Configurations#

Networks#

You need to use a private subnet for distributed training and configure the security list to allow traffic through specific ports for communication between nodes. The following default ports are used by the corresponding frameworks:

Dask:
- Scheduler Port: 8786. More information here
- Dashboard Port: 8787. More information here
- Worker Ports: Default is Random. It is good to open a specific range of port and then provide the value in the startup option. More information here
- Nanny Process Ports: Default is Random. It is good to open a specific range of port and then provide the value in the startup option. More information here
PyTorch: By default, PyTorch uses 29400.
Horovod: allow TCP traffic on all ports within the subnet.
Tensorflow: Worker Port: Allow traffic from all source ports to one worker port (default: 12345). If changed, provide this in train.yaml config.

OCI Policies#

Several OCI policies are needed for distributed training.

Policy subject

In the following example, group <your_data_science_users> is the subject of the policy. When starting the job from an OCI notebook session using resource principal, the subject should be dynamic-group, for example, dynamic-group <your_notebook_sessions>

Distributed training uses OCI Container Registry to store the container image.

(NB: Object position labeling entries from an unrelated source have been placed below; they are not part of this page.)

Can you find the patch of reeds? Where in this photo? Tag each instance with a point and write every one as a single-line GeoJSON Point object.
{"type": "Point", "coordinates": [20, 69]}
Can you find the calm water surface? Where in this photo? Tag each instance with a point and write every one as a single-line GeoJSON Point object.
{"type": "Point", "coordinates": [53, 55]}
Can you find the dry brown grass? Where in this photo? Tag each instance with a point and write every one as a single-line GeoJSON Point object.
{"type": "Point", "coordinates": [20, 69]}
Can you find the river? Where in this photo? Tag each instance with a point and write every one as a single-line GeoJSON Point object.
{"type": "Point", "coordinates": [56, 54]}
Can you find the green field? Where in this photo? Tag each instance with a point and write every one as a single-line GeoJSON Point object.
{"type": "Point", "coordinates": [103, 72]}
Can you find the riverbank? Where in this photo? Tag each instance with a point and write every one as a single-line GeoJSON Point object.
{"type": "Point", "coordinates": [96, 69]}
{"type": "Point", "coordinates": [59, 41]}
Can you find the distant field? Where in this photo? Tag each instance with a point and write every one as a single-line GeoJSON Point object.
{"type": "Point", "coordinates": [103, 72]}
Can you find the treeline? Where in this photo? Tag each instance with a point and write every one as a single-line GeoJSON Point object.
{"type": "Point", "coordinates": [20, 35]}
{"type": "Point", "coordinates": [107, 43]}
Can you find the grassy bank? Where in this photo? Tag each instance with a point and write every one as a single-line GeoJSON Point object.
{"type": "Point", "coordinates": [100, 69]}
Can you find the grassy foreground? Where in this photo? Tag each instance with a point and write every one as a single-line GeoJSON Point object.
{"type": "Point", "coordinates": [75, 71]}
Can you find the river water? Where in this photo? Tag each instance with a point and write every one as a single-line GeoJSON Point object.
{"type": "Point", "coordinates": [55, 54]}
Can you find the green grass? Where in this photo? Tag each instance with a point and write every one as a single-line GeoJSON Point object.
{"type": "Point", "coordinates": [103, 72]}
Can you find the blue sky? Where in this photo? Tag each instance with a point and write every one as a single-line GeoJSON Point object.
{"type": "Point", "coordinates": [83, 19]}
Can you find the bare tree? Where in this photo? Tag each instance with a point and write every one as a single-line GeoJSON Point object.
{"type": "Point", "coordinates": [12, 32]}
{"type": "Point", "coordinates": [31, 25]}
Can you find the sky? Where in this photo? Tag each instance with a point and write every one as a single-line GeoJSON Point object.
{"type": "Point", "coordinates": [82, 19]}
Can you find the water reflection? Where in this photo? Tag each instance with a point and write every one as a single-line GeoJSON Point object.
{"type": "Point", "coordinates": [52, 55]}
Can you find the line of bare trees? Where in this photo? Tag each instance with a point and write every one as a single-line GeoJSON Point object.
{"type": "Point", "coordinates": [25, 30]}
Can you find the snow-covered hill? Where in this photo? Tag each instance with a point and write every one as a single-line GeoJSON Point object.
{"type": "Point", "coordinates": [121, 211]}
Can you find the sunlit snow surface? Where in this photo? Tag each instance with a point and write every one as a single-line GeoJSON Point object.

To push images to container registry, the manage repos policy is needed, for example:

Allow group <your_data_science_users> to manage repos in compartment <your_compartment_name>

To pull images from container registry for local testing, the use repos policy is needed, for example:

Allow group <your_data_science_users> to read repos in compartment <your_compartment_name>

You can also restrict the permission to specific repository, for example:

Allow group <your_data_science_users> to read repos in compartment <your_compartment_name> where all { target.repo.name=<your_repo_name> }

To start distributed training jobs, the user will need access to multiple resources, including:

read repos
manage data-science-jobs
manage data-science-job-runs
use virtual-network-family
manage log-groups
use log-content
read metrics

For example:

Allow group <your_data_science_users> to manage data-science-jobs in compartment <your_compartment_name>
Allow group <your_data_science_users> to manage data-science-job-runs in compartment <your_compartment_name>
Allow group <your_data_science_users> to use virtual-network-family in compartment <your_compartment_name>
Allow group <your_data_science_users> to manage log-groups in compartment <your_compartment_name>
Allow group <your_data_science_users> to use logging-family in compartment <your_compartment_name>
Allow group <your_data_science_users> to use read metrics in compartment <your_compartment_name>

We also need policies for job runs, for example:

Allow dynamic-group <distributed_training_job_runs> to read repos in compartment <your_compartment_name>
Allow dynamic-group <distributed_training_job_runs> to use data-science-family in compartment <your_compartment_name>
Allow dynamic-group <distributed_training_job_runs> to use virtual-network-family in compartment <your_compartment_name>
Allow dynamic-group <distributed_training_job_runs> to use log-groups in compartment <your_compartment_name>
Allow dynamic-group <distributed_training_job_runs> to use logging-family in compartment <your_compartment_name>

Policy Syntax#

The overall syntax of a policy statement is as follows:

Allow <subject> to <verb> <resource-type> in <location> where <conditions>

For <subject>:

If you are using API key authentication, <subject> should be the group your user belongs to. For example, group <your_data_science_users>.
If you are using resource principal or instance principal authentication, <subject> should be the dynamic group to which your OCI resource belongs. Here the resource is where you initialize the API requests, which is usually a job run, a notebook session or compute instance. For example, dynamic-group <distributed_training_job_runs>

Dynamic group allows you to group OCI resources like job runs and notebook sessions. Distributed training is running on Data Science Jobs, for the training process to access resources, the job runs need to be defined as a dynamic group and use as the <subject> for policies.

In the following examples, we define distributed_training_job_runs dynamic group as:

all { resource.type='datasciencejobrun', resource.compartment.id='<job_run_compartment_ocid>' }

We also assume the user in group <your_data_science_users> is preparing the docker image and starting the training job.

The <verb> determines the ability of the <subject> to work on the <resource-type>. Four options are available: inspect, read, user and manage.

The <resource-type> specifies the resources we would like to access. Distributed training uses the following OCI resources/services:

Data Science Jobs. Resource Type: data-science-jobs and data-science-job-runs
Object Storage. Resource Type: buckets and objects
Container Registry. Resource Type: repos

The <location> is usually the compartment or tenancy that your resources (specified by <resource-type>) resides. * If you would like the <subject> to have access to all resources (specified by <resource-type>) in the tenancy, you can use tenancy as <location>. * If you would like the <subject> to have access to resources in specific compartment, you can use compartment your_compartment_name as <location>.

The where <conditions> can be used to filter the resources specified in <resource-type>.